TL;DR: /minimalism/ is a very logical way of doing things, and provides a universal interface.
Jayden Wood
Oh I just caught that. I hope he's at least using it with OpenRC.
Nathaniel Powell
I want to try switching from system d to runit on arch, how can I do that?
Ethan Taylor
>muh Amiga OS is shit meme Spotted the 16 year old American.
Landon Adams
I don't think you can do that on Arch. There's an article but it's flagged as out of date and is not recommended. OpenRC can be installed and configured with steps here wiki.archlinux.org/index.php/Openrc There's also a few forks that use it as default.
Lincoln Howard
>DE BLOAT L O A T
Levi Turner
to be fair he's using an ancient version of an very lightweight DE. But yeah a WM would probably be lighter.
Justin Bell
Is this really a DE? And WindowMaker is a WM? 7MB is nothing.
Jeremiah Barnes
Faggy friend, is this you?
Brayden Gonzalez
no
Levi Nelson
Yes! Hi!
Sebastian Wilson
t. butthurt arch user
John Jenkins
also, i missed u
Cooper Bell
One reason I can think of with picture viewers is if you want better scaling algorithms.
Sebastian Baker
i've never really had an issue with that.
Jackson Gomez
Most people are fine with bilinear if all they're doing is browse their 2000+ images folder. Some people just like to use lanczos to read their mangos.
Aiden Mitchell
interesting... would feh have any difference from sxiv in this regard?
Nicholas Nelson
Not really. Almost all image viewers are going to be using the simplest and fastest algorithm so the quality is going to be the same.
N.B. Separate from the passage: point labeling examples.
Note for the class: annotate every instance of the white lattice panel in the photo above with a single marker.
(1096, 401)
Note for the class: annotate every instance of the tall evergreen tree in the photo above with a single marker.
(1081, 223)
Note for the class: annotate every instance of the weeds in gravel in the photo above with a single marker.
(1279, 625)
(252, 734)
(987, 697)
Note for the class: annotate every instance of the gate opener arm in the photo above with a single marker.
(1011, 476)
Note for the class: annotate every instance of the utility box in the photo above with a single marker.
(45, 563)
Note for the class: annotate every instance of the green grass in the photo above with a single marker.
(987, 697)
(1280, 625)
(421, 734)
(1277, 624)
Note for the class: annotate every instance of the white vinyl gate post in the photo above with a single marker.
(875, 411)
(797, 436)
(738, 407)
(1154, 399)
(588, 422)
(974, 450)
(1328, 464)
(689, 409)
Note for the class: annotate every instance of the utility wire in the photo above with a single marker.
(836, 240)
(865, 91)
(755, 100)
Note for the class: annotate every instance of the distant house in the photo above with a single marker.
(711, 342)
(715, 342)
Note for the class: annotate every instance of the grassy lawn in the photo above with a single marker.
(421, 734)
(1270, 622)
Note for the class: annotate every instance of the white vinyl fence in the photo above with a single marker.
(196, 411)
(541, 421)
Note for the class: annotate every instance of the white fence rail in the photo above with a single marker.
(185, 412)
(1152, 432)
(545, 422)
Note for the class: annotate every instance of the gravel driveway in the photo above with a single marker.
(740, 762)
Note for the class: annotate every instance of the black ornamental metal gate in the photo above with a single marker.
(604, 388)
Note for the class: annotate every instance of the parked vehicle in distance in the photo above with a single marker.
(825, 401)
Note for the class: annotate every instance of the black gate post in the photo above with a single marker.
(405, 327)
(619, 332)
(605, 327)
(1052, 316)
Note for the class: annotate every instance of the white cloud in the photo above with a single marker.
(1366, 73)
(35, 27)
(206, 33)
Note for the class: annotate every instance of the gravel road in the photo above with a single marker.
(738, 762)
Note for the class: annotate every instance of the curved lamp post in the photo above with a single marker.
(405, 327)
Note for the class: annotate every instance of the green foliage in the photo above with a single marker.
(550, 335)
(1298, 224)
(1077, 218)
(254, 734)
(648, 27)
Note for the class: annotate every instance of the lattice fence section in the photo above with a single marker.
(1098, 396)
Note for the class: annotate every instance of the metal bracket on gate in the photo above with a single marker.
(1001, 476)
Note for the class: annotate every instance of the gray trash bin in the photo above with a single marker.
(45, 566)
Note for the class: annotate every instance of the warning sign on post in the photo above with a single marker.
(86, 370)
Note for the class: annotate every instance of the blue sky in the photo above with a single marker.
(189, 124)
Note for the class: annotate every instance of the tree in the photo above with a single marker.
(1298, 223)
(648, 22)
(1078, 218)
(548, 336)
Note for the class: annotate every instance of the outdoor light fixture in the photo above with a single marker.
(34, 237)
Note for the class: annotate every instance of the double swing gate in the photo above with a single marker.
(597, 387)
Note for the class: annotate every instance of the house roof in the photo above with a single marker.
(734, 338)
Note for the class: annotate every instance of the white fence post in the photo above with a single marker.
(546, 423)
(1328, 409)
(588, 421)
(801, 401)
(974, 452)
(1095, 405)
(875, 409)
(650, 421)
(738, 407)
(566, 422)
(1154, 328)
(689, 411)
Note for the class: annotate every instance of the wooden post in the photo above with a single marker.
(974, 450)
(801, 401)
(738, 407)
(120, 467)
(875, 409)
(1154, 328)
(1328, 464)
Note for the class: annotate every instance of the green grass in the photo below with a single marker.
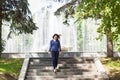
(11, 66)
(112, 66)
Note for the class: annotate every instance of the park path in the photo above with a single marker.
(70, 68)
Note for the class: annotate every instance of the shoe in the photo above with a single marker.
(54, 70)
(57, 67)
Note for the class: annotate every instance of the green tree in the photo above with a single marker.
(106, 10)
(17, 13)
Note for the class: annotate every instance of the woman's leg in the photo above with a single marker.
(55, 55)
(56, 58)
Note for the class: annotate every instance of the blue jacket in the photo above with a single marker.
(55, 45)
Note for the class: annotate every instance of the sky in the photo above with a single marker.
(34, 5)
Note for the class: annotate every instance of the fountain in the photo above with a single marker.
(50, 24)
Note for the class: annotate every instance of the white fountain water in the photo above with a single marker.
(48, 24)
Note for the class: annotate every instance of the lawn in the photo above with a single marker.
(112, 66)
(10, 68)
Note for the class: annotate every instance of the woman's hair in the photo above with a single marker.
(56, 35)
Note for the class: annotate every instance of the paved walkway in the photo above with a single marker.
(78, 68)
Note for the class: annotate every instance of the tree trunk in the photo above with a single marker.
(109, 46)
(1, 28)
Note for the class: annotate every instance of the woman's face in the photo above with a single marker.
(55, 38)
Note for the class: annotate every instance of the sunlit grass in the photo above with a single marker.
(11, 66)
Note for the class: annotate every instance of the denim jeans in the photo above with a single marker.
(55, 57)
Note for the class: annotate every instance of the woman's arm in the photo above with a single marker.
(50, 46)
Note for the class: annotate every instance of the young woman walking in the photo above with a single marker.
(55, 50)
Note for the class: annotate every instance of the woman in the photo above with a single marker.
(54, 50)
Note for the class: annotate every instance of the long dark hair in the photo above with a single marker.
(56, 35)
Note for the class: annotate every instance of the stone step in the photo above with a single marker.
(61, 59)
(69, 69)
(65, 64)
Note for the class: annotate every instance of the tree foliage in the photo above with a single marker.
(17, 13)
(106, 10)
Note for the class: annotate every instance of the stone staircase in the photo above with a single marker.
(70, 68)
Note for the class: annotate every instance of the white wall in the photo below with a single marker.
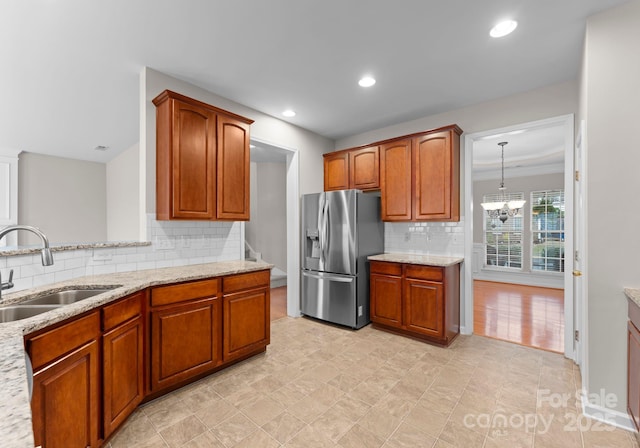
(65, 198)
(609, 103)
(123, 198)
(265, 128)
(267, 230)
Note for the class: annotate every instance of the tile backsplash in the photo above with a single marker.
(427, 238)
(173, 243)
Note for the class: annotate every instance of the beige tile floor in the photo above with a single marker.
(322, 386)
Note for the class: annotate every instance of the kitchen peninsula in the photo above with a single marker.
(15, 412)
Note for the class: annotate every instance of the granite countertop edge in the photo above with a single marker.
(15, 410)
(633, 294)
(427, 260)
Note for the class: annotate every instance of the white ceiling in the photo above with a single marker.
(70, 68)
(542, 147)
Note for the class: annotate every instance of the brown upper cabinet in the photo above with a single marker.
(352, 169)
(202, 161)
(420, 176)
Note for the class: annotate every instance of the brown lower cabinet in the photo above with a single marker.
(415, 300)
(92, 371)
(246, 314)
(66, 384)
(123, 360)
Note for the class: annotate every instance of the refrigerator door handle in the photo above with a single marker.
(324, 242)
(328, 277)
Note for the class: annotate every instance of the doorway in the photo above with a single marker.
(286, 277)
(526, 269)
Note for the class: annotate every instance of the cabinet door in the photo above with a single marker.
(123, 361)
(246, 323)
(395, 180)
(436, 187)
(194, 162)
(233, 169)
(66, 401)
(386, 299)
(364, 168)
(633, 374)
(185, 341)
(424, 307)
(336, 171)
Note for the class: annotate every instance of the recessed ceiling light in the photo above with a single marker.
(366, 81)
(503, 28)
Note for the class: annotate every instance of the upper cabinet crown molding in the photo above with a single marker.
(202, 160)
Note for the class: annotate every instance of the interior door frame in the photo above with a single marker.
(293, 225)
(581, 252)
(466, 309)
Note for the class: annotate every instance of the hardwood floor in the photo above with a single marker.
(278, 302)
(526, 315)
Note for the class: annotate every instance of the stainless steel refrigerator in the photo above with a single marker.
(339, 230)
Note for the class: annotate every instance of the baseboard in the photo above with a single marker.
(612, 417)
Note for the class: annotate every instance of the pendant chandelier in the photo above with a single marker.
(503, 208)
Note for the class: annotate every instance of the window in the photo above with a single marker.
(503, 240)
(547, 230)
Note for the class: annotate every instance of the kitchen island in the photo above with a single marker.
(15, 410)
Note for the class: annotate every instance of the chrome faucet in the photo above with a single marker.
(45, 252)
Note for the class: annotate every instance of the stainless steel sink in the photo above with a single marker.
(66, 297)
(17, 312)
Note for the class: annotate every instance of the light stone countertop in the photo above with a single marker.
(15, 410)
(633, 294)
(428, 260)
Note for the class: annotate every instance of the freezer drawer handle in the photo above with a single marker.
(327, 277)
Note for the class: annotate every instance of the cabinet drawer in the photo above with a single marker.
(241, 282)
(384, 267)
(52, 344)
(165, 295)
(121, 311)
(424, 272)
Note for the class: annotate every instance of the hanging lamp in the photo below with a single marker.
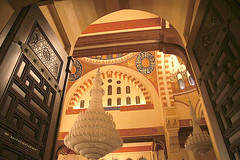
(94, 133)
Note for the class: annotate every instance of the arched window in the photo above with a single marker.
(190, 79)
(137, 100)
(128, 100)
(180, 81)
(127, 89)
(118, 90)
(118, 101)
(109, 102)
(109, 90)
(82, 104)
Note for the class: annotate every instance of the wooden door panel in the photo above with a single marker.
(33, 74)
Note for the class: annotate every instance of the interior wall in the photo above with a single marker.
(6, 12)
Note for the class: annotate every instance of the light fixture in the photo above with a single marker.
(199, 141)
(94, 133)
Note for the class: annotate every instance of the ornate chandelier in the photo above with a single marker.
(199, 141)
(94, 133)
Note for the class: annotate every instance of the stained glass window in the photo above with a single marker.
(82, 104)
(41, 46)
(109, 90)
(109, 102)
(137, 100)
(180, 81)
(145, 63)
(127, 89)
(190, 79)
(119, 101)
(128, 100)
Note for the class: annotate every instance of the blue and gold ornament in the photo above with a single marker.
(145, 62)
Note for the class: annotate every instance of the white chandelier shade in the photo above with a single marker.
(94, 133)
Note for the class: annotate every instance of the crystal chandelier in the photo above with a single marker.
(94, 133)
(199, 141)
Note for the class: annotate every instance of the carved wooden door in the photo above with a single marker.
(214, 51)
(32, 73)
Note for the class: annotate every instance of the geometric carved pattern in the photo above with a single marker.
(206, 35)
(41, 46)
(25, 113)
(79, 91)
(145, 63)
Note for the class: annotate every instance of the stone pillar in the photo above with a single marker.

Only specialized ones (like comic book viewers) are going to give you an option to change that.
Angel Rivera
ah ok I see.
Christopher Torres
>achieving a high level of minimalism often involves switching to a vey terminal-heavy lifestyle. This is good as it provides a universal interface Bell Labs had a better, non-terminal-emulator universal interface by the early 80's. Resizing a terminal emulator doesn't even reflow the text, let alone give you an always-available text editor so that every program doesn't need to link readline in on its own.
Leo Cooper
>Bell Labs had a better, non-terminal-emulator universal interface explan
Easton Mitchell
Is there somewhat minimal software who reads libreoffice and microsoft office files? I might install the whole libreoffice desu, but I mostly need to read files and I rarely write them or need to edit them.
^_^
Luke Lewis
My butt works just fine, thanks
Aaron Torres
^.^
I don't think that exists. There is a viewer like that on android, but I don't think there's one for desktop loonix.
Caleb Flores
>My butt works just fine OwO
Brayden Lee
I think he's talking about plan9. A more unix than unix operating system that was designed with graphics in mind.
Wish me good luck. For the next I might have my cup in full load to compile it.
Asher Wilson
*next few hours I might have my cpu...
Julian Cruz
>I think he's talking about plan9. oh ok. >compile it. a gentoo user! cool!
Nicholas Foster
lowRISC might be released this quarter get hype!
Ryan Watson
Catdoc
Zachary Brooks
yay you found it for him! thanks!
Oliver Rogers
Pretty neat, but excel and powerpoint files are still a problem.